ComfyUI-LTXVideo
ComfyUI-LTXVideo copied to clipboard
I encountered this problem when running the fp8 model, using a modified 4080, please help
Same Problem here:
.../LTX-Video-Q8-Kernels\csrc\gemm\mma_sm89_fp16.hpp:80: block: [12,5,0], thread: [255,0,0] Assertion 0 && "Attempting to use SM89_16x8x32_F32E4M3E4M3F32_TN without CUTE_ARCH_MMA_F16_SM89_ENABLED" failed.
Running a 4090. ChatGPT said:
„That error message means that the kernel code you're using tries to use a specific CUDA tensor core instruction (SM89 for FP8/FP16) — but the corresponding architecture macro (CUTE_ARCH_MMA_F16_SM89_ENABLED) is not defined, so it fails intentionally.

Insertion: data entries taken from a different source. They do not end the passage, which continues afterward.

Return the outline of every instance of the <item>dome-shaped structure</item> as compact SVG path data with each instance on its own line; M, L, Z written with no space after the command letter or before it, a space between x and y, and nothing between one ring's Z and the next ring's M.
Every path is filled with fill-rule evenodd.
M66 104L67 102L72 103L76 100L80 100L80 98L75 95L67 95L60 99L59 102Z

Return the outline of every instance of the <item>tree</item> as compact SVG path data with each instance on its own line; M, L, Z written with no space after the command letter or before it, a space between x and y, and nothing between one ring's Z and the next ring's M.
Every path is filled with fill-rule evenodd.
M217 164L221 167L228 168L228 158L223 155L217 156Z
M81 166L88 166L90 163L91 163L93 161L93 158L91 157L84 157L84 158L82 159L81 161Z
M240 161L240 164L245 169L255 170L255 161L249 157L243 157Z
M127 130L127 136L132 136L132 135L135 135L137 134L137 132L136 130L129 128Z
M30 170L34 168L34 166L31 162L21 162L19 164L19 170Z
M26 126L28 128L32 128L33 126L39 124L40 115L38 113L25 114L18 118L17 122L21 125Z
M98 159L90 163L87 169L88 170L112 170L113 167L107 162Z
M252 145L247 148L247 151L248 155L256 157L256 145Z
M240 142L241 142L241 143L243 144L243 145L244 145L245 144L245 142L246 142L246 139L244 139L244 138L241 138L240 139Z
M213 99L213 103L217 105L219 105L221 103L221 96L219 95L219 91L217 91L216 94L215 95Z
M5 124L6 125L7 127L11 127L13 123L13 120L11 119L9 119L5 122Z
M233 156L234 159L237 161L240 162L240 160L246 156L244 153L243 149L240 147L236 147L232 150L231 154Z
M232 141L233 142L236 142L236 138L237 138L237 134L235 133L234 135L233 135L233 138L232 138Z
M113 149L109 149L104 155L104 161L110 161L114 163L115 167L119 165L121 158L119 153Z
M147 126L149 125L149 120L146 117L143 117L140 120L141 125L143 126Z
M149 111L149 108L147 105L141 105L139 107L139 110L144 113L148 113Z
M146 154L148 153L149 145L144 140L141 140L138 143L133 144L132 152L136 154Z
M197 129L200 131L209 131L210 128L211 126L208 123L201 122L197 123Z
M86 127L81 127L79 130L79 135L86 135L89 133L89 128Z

You're likely running on an Ada Lovelace GPU (e.g. RTX 40-series) with compute capability 8.9 (SM89), and the CUTLASS-based kernel you compiled expects this feature to be explicitly enabled.“
ChatGPT suggested adding code corrections inside of the setup.py (LTX-Video-Q8-Kernels folder):
"-DCUTE_ARCH_MMA_SM89_ENABLED",
"-DCUTE_ARCH_MMA_F16_SM89_ENABLED",
"-DCUTE_USE_DEVICE_ATOMICS=1",
... that didnt work neither so I got stuck with the following statement from Chatty:
Your issue is that:
- The GEMM-related CUDA code (in mma_sm89_fp16.hpp) uses inline PTX assembly or syntax not supported under Windows NVCC/MSVC.

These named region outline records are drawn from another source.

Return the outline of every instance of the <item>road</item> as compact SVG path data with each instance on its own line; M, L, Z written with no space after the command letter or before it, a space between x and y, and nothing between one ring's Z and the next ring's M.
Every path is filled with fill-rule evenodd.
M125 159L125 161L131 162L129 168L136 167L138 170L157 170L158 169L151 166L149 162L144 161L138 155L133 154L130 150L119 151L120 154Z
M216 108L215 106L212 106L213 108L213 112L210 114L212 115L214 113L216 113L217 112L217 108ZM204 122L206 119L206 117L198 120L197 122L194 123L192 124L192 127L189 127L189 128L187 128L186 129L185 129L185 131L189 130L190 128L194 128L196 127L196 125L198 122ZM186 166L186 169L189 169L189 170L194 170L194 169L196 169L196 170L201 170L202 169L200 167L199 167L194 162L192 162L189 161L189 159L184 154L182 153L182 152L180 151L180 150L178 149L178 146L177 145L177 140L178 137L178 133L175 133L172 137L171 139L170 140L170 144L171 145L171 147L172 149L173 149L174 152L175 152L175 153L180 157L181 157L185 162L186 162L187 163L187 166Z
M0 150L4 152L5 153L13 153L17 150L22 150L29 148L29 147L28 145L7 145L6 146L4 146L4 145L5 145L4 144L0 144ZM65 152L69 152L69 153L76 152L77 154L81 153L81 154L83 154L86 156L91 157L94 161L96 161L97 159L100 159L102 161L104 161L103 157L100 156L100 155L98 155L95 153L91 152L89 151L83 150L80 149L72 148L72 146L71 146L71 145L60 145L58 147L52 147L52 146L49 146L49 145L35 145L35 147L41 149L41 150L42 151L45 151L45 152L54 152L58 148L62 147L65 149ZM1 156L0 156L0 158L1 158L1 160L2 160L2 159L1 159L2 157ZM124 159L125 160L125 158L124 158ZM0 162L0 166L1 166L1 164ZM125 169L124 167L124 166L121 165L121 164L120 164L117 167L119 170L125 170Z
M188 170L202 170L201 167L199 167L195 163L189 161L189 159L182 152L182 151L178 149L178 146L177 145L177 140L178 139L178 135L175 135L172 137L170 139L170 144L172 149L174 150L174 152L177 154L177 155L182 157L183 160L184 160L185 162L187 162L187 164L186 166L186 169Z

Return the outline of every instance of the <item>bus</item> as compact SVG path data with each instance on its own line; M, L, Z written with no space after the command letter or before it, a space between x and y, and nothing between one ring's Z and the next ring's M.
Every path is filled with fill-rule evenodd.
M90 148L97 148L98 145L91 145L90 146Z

- That means the Windows toolchain can’t compile this — even though the hardware (RTX 4090) fully supports it.
What You Can Do
Use a Linux or WSL2 Environment
Can anyone make sense of this statement?
Chances are your torch version or the cuda toolkit version you used to compile the q8 kernels are not actually Cuda 12.8 (or higher, as recommended in the readme)
-
Check that your environment variable
CUDA_PATH_V12_8is set, and thatCUDA_PATHhas the same value. On windows you can check that with runningenv | grep CUDA_PATHin the console. If not, download Cuda 12.8 (you can get higher but to be safe let's get the version matching torch). -
Do install torch with the same Cuda 12.8 version. I recommend using uv pip which is a way faster replacement for pip. With your comfyui python executable:
python -m pip install uv
python -m uv pip install -U torch torchvision torchaudio --index-url https://download.pytorch.org/whl/cu128
- Install the q8 kernels with Cuda 12.8
python -m uv pip install -U packaging wheel ninja setuptools
# A bit excessive but sure way to rebuild the package (uv might have a --force-rebuild flag?)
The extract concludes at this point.